In Search of Lost Time
Daniel Fiorda’s Findings
May 6 – June 3, 2023
Opening Reception: May 6, 2023 6:00 PM -9:00 PM
In Search of Lost Time: Daniel Fiorda’s Findings, solo show, will be presented by Edge Zones Center for Contemporary Art, May 6 – June 3, 2023. An expatriate of Argentina, and a resident of Miami for over 30 years, Fiorda gained stature as a visual artist for his sculptural works, which in the last years has revolved around creating and finding memories in one way or another. His views are those of a man who has lived through the accelerated revolution of technology imposed in our society in the 20th and 21st centuries. He has experienced the transition from the typewriter to the computers, from the desktop to the laptop, and from the dialing phone to cellular ones. Motivated to preserve some of these, he becomes an avid collector or an ‘archaeologist’ in some instances and compiles these objects from a bygone time. His pieces include fragments of typewriters, old cellular phones, keyboards, parts from computers, electronic boards, recorders, and chargers.
Fiorda began working in this direction with the typewriters some years ago, and these became a sort of trademark for him. He dismembered and repurposed them, converting them into new objects with new functions, ultimately becoming artworks. This principle was extended to other objects such as phones, cameras, sewing machines, calculators, and CDs.

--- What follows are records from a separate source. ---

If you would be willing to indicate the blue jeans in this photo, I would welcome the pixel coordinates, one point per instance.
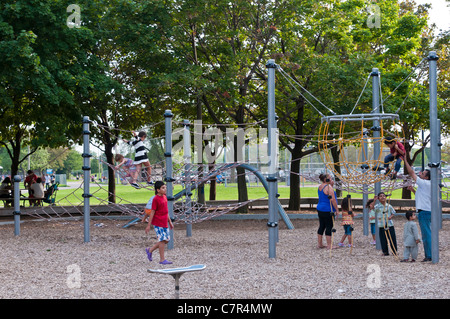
(390, 158)
(425, 229)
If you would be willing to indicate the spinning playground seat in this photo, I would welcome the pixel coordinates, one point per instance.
(361, 171)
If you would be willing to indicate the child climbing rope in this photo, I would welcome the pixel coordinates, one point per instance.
(141, 154)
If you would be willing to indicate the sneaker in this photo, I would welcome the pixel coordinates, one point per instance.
(149, 254)
(135, 185)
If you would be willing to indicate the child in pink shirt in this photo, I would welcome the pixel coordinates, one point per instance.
(396, 155)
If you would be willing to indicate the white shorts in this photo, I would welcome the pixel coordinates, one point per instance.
(162, 233)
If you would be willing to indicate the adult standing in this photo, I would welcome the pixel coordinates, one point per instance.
(326, 208)
(423, 205)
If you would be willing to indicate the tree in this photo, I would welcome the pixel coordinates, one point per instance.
(44, 69)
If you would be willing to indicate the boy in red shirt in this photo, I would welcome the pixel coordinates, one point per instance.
(159, 218)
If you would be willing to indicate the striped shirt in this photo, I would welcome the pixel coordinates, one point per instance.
(141, 153)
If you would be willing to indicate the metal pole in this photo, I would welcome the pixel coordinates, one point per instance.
(365, 167)
(169, 168)
(376, 136)
(440, 174)
(272, 179)
(16, 212)
(187, 174)
(434, 164)
(86, 169)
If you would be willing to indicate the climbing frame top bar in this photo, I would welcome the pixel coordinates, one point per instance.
(360, 117)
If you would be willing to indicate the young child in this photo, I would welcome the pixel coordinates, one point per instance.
(397, 151)
(129, 168)
(159, 218)
(371, 205)
(410, 238)
(385, 212)
(141, 154)
(347, 222)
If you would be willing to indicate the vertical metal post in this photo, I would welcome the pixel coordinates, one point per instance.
(272, 179)
(376, 137)
(16, 212)
(187, 174)
(364, 168)
(86, 170)
(440, 174)
(169, 171)
(434, 164)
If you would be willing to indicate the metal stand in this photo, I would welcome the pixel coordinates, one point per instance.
(176, 274)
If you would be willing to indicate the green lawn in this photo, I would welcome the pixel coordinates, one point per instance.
(67, 196)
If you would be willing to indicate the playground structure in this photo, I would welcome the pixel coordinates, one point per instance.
(270, 183)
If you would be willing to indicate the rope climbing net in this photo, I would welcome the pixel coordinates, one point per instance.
(366, 169)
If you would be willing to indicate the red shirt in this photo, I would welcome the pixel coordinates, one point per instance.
(161, 217)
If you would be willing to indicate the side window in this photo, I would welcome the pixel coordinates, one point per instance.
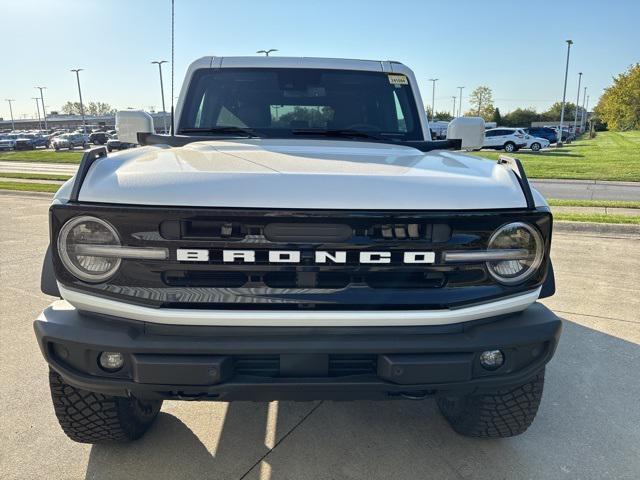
(402, 123)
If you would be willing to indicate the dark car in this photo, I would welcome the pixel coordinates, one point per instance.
(98, 138)
(543, 132)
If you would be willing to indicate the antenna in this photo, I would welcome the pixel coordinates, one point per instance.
(173, 128)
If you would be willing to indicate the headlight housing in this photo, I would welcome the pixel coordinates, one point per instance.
(516, 236)
(86, 231)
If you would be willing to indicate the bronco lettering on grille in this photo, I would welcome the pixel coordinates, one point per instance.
(295, 256)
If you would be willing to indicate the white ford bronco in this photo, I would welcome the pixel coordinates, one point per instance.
(297, 236)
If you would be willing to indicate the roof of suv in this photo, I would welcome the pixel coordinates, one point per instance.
(299, 62)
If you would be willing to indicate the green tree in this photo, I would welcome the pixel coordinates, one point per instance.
(443, 116)
(71, 108)
(553, 114)
(619, 105)
(481, 101)
(520, 117)
(496, 117)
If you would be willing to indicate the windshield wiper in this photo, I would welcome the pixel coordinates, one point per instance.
(222, 130)
(338, 133)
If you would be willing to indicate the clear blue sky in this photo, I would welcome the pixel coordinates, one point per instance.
(516, 48)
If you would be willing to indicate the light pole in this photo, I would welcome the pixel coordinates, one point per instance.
(460, 102)
(77, 72)
(13, 125)
(584, 97)
(38, 107)
(575, 118)
(44, 112)
(564, 94)
(433, 97)
(164, 113)
(267, 52)
(586, 115)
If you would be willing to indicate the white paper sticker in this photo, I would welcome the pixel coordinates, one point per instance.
(398, 80)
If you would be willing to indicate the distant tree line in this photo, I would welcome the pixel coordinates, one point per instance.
(91, 108)
(618, 108)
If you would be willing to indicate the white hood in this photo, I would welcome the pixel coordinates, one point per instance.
(310, 174)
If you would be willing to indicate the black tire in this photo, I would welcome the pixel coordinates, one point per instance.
(506, 412)
(89, 417)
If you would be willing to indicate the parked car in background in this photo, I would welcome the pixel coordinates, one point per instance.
(98, 138)
(507, 139)
(70, 141)
(543, 132)
(7, 142)
(114, 144)
(534, 143)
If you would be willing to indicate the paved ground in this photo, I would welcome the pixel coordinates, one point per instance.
(571, 189)
(36, 167)
(588, 425)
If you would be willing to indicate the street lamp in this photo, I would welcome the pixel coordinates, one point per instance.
(164, 113)
(44, 112)
(38, 107)
(460, 102)
(13, 125)
(433, 97)
(267, 52)
(575, 118)
(584, 97)
(77, 72)
(564, 94)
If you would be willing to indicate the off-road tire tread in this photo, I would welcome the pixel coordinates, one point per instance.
(504, 413)
(91, 417)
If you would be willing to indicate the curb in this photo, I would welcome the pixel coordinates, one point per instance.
(27, 194)
(597, 228)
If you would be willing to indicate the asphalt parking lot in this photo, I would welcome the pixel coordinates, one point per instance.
(588, 425)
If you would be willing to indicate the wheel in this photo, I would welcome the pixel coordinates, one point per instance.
(502, 413)
(89, 417)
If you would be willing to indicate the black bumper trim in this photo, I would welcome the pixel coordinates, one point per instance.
(431, 360)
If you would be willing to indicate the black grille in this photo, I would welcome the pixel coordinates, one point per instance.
(263, 284)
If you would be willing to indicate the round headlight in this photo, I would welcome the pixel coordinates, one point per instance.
(85, 231)
(516, 236)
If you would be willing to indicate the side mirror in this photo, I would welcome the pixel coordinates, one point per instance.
(131, 122)
(468, 129)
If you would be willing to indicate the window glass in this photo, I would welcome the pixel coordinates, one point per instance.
(276, 101)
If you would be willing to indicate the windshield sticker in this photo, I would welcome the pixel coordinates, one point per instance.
(398, 80)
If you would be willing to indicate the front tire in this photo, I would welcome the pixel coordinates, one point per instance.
(90, 417)
(505, 412)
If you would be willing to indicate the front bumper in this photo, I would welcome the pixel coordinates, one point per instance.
(296, 363)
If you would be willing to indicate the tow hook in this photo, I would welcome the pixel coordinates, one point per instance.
(417, 395)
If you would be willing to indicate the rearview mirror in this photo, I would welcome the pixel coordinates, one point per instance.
(468, 129)
(131, 122)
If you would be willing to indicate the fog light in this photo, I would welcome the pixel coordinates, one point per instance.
(111, 361)
(492, 359)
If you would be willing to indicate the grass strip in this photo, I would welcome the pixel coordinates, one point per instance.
(36, 176)
(29, 187)
(596, 218)
(555, 202)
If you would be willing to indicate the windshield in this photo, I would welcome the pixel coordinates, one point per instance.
(278, 102)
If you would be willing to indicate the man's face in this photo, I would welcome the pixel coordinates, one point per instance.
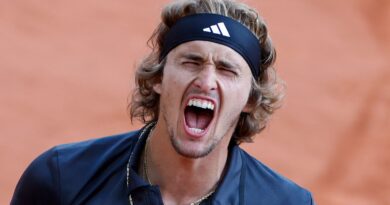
(204, 88)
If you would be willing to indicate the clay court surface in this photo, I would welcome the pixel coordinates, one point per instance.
(66, 71)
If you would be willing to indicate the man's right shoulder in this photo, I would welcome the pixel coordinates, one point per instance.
(67, 168)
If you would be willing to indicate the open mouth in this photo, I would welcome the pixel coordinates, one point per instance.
(198, 115)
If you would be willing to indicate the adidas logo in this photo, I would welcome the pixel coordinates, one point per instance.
(219, 29)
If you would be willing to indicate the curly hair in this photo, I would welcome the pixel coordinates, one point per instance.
(267, 90)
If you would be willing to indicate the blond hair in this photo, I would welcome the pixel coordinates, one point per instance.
(267, 90)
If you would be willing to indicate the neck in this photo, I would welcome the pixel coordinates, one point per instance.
(182, 180)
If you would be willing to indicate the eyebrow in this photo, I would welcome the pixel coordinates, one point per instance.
(192, 56)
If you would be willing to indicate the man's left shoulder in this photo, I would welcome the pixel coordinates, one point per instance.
(260, 179)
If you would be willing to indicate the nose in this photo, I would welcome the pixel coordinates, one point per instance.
(206, 79)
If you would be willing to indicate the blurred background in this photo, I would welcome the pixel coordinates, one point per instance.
(66, 71)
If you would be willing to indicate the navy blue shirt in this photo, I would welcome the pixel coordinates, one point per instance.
(104, 171)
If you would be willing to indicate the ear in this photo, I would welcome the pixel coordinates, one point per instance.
(157, 88)
(248, 108)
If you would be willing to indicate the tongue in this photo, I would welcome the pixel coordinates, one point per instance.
(198, 118)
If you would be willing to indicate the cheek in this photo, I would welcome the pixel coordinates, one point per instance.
(236, 97)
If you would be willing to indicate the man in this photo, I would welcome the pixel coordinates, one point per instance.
(207, 86)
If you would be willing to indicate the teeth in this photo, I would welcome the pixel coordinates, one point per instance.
(196, 130)
(205, 104)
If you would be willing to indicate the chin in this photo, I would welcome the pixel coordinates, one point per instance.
(193, 150)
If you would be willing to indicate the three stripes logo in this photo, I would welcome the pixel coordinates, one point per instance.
(219, 29)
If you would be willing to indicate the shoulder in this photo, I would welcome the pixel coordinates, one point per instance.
(59, 168)
(272, 187)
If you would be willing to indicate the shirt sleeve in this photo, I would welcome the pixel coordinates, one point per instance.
(40, 182)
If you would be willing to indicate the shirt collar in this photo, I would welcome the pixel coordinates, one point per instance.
(133, 180)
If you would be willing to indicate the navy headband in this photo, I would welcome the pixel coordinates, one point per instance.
(215, 28)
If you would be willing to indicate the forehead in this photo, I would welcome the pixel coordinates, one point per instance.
(208, 49)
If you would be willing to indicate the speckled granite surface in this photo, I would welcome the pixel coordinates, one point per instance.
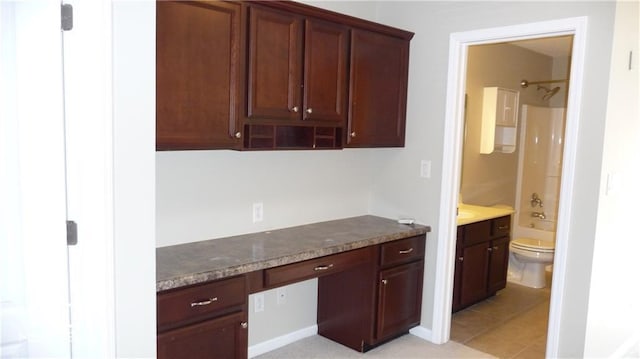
(198, 262)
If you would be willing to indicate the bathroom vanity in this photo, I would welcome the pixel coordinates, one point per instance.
(482, 255)
(369, 272)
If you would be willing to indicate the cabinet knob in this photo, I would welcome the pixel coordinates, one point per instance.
(204, 302)
(323, 267)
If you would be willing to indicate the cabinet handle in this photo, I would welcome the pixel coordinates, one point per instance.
(322, 267)
(204, 302)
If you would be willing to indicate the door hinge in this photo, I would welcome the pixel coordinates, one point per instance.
(72, 233)
(66, 17)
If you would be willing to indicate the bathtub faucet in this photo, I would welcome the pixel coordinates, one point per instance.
(536, 200)
(539, 215)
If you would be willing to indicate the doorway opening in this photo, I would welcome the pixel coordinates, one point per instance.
(516, 166)
(452, 159)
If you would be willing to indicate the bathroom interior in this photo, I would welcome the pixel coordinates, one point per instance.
(512, 158)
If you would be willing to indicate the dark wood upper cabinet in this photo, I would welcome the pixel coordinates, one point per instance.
(264, 75)
(292, 77)
(275, 65)
(198, 74)
(378, 90)
(325, 72)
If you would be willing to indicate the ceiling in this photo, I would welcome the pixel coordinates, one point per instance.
(559, 46)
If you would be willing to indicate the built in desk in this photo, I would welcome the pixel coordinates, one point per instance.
(369, 272)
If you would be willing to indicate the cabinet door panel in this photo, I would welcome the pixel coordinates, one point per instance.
(498, 263)
(474, 273)
(378, 87)
(222, 338)
(399, 299)
(197, 75)
(275, 60)
(325, 77)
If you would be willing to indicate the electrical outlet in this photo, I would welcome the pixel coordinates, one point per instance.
(258, 302)
(258, 212)
(425, 169)
(281, 294)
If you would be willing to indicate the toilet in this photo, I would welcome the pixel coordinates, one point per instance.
(528, 258)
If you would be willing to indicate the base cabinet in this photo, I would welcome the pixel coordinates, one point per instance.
(204, 321)
(366, 296)
(222, 338)
(375, 302)
(482, 258)
(399, 299)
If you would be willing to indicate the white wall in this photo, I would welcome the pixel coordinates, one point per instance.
(433, 23)
(614, 296)
(209, 194)
(133, 177)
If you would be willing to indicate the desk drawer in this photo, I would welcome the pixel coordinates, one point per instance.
(316, 267)
(200, 302)
(402, 250)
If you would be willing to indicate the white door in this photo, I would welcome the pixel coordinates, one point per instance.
(34, 291)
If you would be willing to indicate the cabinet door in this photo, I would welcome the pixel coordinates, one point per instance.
(275, 65)
(197, 75)
(325, 72)
(378, 90)
(223, 338)
(474, 273)
(498, 262)
(399, 299)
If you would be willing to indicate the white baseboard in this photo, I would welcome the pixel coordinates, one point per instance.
(281, 341)
(422, 332)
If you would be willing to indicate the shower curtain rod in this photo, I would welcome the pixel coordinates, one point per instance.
(525, 83)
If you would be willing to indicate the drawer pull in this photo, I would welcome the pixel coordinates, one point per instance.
(405, 251)
(322, 267)
(204, 302)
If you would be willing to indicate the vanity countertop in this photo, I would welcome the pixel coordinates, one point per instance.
(197, 262)
(468, 213)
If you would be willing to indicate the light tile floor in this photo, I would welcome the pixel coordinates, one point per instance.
(512, 324)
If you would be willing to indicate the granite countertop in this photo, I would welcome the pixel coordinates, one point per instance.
(468, 213)
(198, 262)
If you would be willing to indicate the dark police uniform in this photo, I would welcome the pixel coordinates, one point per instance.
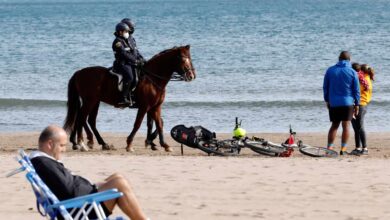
(126, 57)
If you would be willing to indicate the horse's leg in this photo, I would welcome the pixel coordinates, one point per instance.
(89, 135)
(73, 137)
(85, 110)
(156, 115)
(140, 116)
(92, 122)
(149, 136)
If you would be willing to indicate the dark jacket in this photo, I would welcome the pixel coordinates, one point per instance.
(125, 51)
(60, 180)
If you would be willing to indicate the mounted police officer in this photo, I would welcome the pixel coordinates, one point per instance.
(127, 58)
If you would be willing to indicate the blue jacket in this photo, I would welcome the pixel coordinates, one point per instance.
(341, 85)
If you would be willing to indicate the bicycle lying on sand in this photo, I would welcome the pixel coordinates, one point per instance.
(205, 140)
(261, 146)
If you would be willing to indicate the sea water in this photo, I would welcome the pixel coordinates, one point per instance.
(262, 61)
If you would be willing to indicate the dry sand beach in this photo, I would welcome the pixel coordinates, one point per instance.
(196, 186)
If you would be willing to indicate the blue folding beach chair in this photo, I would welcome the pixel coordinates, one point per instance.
(71, 209)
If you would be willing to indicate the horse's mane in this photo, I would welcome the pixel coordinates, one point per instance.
(163, 52)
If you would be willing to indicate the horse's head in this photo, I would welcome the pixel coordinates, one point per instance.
(184, 67)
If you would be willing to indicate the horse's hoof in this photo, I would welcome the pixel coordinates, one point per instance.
(106, 147)
(83, 148)
(90, 144)
(168, 149)
(130, 149)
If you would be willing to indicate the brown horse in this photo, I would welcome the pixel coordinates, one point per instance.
(92, 85)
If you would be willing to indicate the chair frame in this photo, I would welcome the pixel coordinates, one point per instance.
(70, 209)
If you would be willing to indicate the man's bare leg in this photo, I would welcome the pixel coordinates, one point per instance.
(128, 203)
(332, 133)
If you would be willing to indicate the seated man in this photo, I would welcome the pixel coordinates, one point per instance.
(52, 142)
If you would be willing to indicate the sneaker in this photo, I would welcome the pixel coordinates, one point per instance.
(343, 152)
(356, 152)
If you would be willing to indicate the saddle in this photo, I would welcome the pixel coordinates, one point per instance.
(191, 136)
(120, 78)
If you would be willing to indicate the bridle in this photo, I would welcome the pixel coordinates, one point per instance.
(176, 76)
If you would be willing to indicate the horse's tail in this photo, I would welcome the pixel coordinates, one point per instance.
(73, 104)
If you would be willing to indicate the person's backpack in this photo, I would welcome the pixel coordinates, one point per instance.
(192, 135)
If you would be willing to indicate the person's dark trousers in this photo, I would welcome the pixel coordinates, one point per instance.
(127, 73)
(358, 127)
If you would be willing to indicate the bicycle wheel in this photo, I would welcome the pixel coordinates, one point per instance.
(264, 147)
(220, 148)
(317, 151)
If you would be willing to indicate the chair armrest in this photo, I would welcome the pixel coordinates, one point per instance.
(81, 200)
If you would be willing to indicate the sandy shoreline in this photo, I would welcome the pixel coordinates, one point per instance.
(196, 186)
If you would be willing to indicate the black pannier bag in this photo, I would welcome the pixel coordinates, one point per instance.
(192, 135)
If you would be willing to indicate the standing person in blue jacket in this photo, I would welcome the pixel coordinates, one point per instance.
(342, 97)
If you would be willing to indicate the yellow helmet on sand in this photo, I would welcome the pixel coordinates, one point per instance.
(239, 133)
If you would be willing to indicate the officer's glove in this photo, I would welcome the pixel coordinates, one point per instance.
(140, 63)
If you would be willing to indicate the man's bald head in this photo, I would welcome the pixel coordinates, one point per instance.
(345, 55)
(51, 132)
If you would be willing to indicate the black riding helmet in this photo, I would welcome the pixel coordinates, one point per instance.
(121, 27)
(130, 24)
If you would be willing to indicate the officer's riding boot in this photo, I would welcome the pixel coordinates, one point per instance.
(126, 101)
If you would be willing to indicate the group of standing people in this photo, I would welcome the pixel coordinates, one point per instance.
(347, 92)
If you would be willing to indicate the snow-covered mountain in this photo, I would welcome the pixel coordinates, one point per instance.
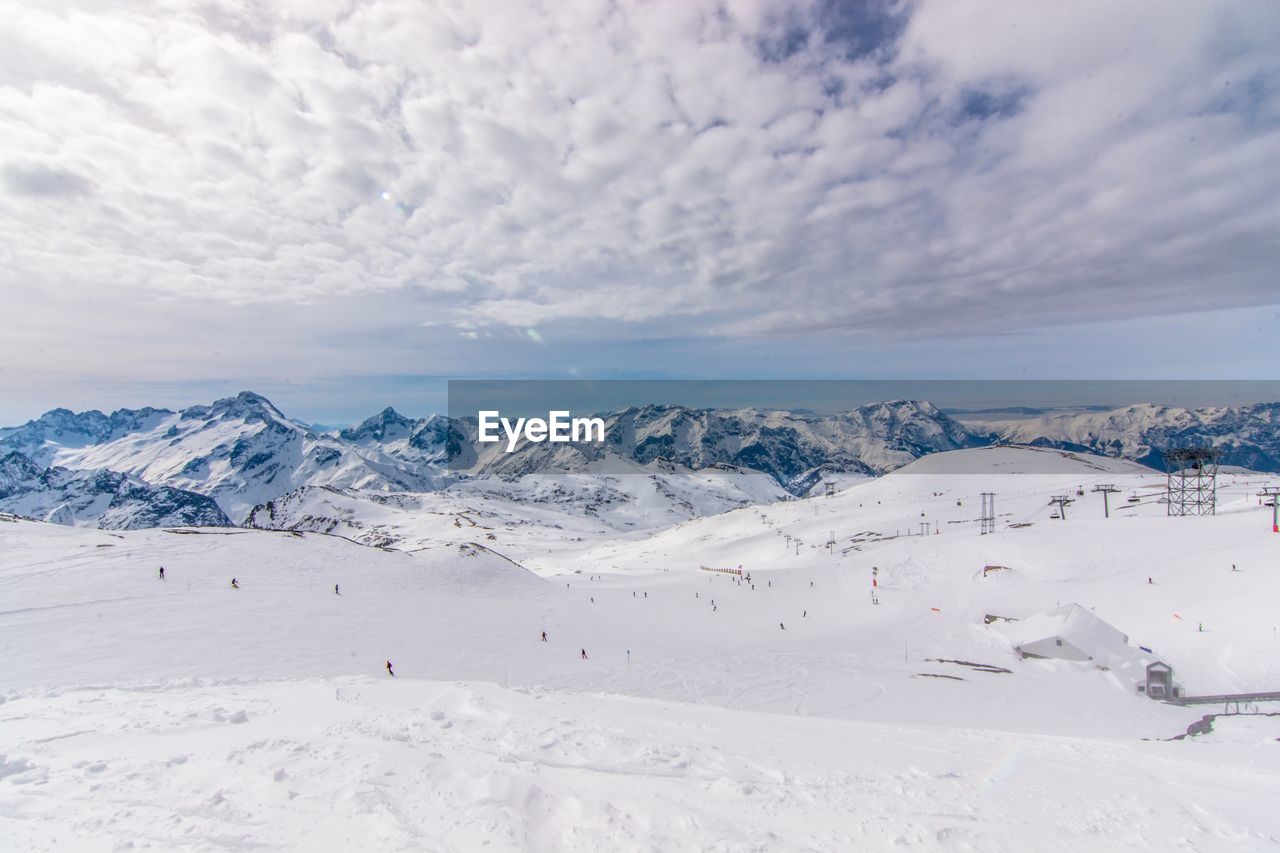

Edge Zones is honored and thrilled to be hosting such an important and timely exhibition. In this exhibition, he brings once more the typewriters with cement. Fiorda is a collector of many things, conferring on it the value they once had for somebody specifically, and collectively for humanity, for what their creation and function once meant. He is looking at these discarded objects with nostalgia, with a sense of wonder, assimilating their design, marveling at their capacities, and reflecting on the fast consumerism that makes them obsolete and discards them excessively fast. Ultimately, beauty is in the eye of the beholder, and that’s what Fiorda does: he brings out the inner beauty of these outmoded objects by re-contextualizing them and transforming them into artworks.